Evanston Illinois 7th Ward Alderman Eleanor Revelle at the Lakefront

I moved to Evanston with my family in the 1970s, expecting that we would stay just a few years, but I quickly put down deep roots when I saw how engaged residents were in shaping the future of this community. I couldn’t think of a better place to raise a family. My husband Bill, a psychology professor at Northwestern, and our two sons, proud graduates of Orrington, Haven, and ETHS, definitely agree.

A freelance writer and editor, I have devoted much of my time and energy to strengthening our community through local organizations.

Evanston's Seventh Ward Alderman Eleanor Revelle at the Edible Evanston Food Forest

I have held the following leadership positions:

League of Women Voters. President, LWV of Evanston and LWV of Illinois, and board member of LWV United States for 8 years. I currently co-chair the LWV U.S. Climate Team, a network of League members across the country who are taking action to fight climate change.

Leadership Evanston, founding member and Chair of the steering committee. Since 1992, this annual 10-month program has helped broaden participants’ understanding of community issues and challenges, build their leadership skills, and connect them with a network of other citizens working to strengthen our community.

Evanston Community Foundation. Board Chair. ECF builds permanently endowed funds to respond to community needs and priorities, supports local nonprofits with grants and capacity-building programs, and brings people together to address community challenges and concerns. 

Public Service Challenge, Co-founder. Begun in 2000, this nonpartisan training program is offered each election cycle to encourage residents to become candidates or campaign workers in local elections. 

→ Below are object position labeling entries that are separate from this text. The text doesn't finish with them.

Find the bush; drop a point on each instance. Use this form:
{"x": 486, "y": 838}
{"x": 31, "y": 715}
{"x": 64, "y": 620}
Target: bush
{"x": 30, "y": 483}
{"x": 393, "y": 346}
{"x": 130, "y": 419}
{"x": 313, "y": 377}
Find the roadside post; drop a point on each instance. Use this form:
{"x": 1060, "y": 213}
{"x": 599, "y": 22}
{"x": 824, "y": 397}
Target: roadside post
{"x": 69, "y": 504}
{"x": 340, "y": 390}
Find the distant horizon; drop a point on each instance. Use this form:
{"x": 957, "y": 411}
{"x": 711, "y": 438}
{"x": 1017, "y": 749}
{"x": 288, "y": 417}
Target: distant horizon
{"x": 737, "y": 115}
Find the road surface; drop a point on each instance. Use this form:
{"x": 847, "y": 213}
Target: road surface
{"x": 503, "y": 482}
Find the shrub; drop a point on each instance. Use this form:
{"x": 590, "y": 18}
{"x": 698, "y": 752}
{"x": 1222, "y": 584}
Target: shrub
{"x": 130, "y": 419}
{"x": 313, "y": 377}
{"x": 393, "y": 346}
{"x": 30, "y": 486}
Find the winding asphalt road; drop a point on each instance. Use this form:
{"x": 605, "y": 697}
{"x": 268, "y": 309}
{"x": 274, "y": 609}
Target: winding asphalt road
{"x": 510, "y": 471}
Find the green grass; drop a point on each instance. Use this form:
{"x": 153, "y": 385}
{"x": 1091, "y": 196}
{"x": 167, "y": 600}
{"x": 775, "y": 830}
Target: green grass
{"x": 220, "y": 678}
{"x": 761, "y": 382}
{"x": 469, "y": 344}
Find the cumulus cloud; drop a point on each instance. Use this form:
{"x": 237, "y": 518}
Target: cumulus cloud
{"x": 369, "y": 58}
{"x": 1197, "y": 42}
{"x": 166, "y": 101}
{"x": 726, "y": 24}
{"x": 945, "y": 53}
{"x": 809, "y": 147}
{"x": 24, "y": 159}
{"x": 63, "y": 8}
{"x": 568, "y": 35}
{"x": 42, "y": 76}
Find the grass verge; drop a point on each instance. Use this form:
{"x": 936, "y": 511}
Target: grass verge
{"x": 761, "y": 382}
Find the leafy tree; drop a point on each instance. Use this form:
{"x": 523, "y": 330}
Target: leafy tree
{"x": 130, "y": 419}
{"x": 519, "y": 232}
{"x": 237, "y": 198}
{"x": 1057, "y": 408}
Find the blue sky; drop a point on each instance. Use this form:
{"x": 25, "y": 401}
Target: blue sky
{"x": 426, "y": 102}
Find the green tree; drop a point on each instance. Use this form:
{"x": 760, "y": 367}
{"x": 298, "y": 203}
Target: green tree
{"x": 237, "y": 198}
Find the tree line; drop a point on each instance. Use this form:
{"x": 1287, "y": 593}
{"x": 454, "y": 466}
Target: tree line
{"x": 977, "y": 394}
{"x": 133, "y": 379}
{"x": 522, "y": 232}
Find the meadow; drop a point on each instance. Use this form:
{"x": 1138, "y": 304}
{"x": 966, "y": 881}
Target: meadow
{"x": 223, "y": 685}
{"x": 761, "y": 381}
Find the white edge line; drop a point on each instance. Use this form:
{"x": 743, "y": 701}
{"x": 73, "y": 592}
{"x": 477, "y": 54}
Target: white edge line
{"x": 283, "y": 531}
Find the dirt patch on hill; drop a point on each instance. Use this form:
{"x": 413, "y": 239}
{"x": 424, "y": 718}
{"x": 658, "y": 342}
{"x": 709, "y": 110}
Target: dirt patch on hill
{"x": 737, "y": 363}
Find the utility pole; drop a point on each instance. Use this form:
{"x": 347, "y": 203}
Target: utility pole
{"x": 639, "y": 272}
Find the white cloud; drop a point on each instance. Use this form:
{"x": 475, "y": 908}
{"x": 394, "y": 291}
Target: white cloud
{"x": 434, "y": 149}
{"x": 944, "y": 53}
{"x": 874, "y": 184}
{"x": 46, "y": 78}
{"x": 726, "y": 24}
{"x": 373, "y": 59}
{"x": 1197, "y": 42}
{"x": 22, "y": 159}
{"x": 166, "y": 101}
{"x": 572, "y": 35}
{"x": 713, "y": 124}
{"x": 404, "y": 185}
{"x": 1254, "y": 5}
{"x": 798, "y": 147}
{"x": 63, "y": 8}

Citizens’ Greener Evanston, founding board member and President.  I was one of the community members who worked with City staff to draft Evanston’s first Climate Action Plan (2008) and then launched CGE to help implement that plan. Initially focused on reducing the community’s greenhouse gas emissions, CGE’s work now encompasses the economic, social, and environmental justice aspects of sustainability as well.

These experiences gave me a good foundation for evaluating policy proposals and making tough decisions as a member of the City Council these past five years. They provided me with a deep appreciation for our community and for residents’ commitment to ensuring that Evanston is “the most livable city” for all our residents.